When you join a team, you might assume that others think the way you do. If you’ve been part of any team, you’ll find out pretty quickly that is not the case.
If you want your team to be productive, you not only need to have ground rules (or meeting norms, principles of play, or other name consistent with the culture you want to create) but also agreement on how to use them. If you don’t consistently use your meeting principles or hold everyone accountable, it can impede how well your team solves problems and makes decisions.
Types of Meeting Ground Rules or Meeting Principles
There are types of meeting principles, which include procedural and behavioral. Procedural meeting principles may include, put your phone on vibrate, be on time, and end on time. They are useful in setting expectations and enhancing meeting productivity.
Behavioral ground rules that also align with the culture you’re creating is highly useful.
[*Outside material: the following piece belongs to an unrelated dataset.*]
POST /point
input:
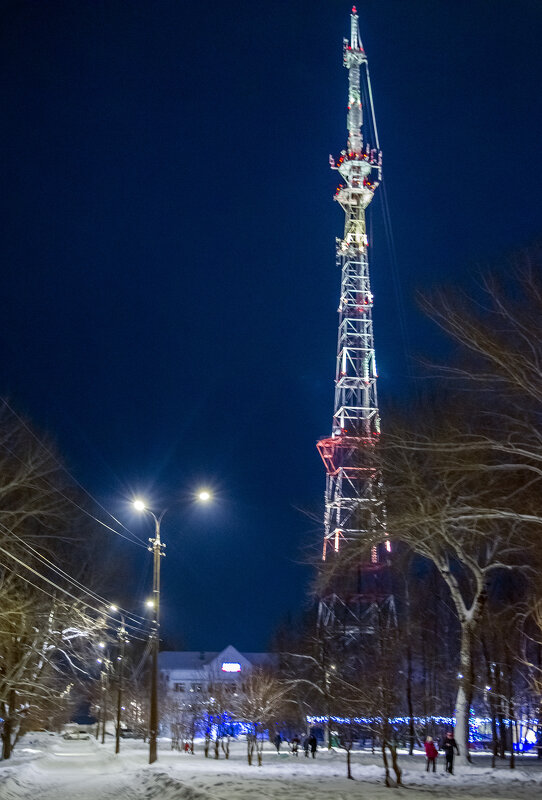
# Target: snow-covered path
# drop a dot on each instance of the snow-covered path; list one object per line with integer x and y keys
{"x": 50, "y": 768}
A behavioral ground rule or meeting principle may include “when suggesting a solution, explain your reasoning.” You may also want to add, “place off-topic conversations onto a Parking Lot.”
However, you want to check your assumptions about calling someone out on being off topic. There may be a point they are trying to make but automatically directing someone’s comment to the Parking Lot List can create unintended consequences if the person directing them to the Parking Lot is not checking their assumptions.
The other person who had the idea may, depending on their human wiring, shut down for the remainder of the meeting. As a result, your team may make an unsatisfactory decision because that person’s view was not heard.
If the assumption is first checked, you may learn that the person was thinking systemically and identified a critical issue that other team members hadn’t considered. Simply make a statement followed by a question, like “My assumption is that your idea is off-topic and should be placed on the Parking Lot, however, could you share more on your idea and how it relates to our topic?”
If that person agrees that it’s off topic, the team can decide to discuss it or place it on the Parking Lot List for inclusion on a later agenda. Acknowledging that you’re making an assumption followed by a clarifying question can lead to thoughtful team decisions, insightful communication, and continuous participation from all team members.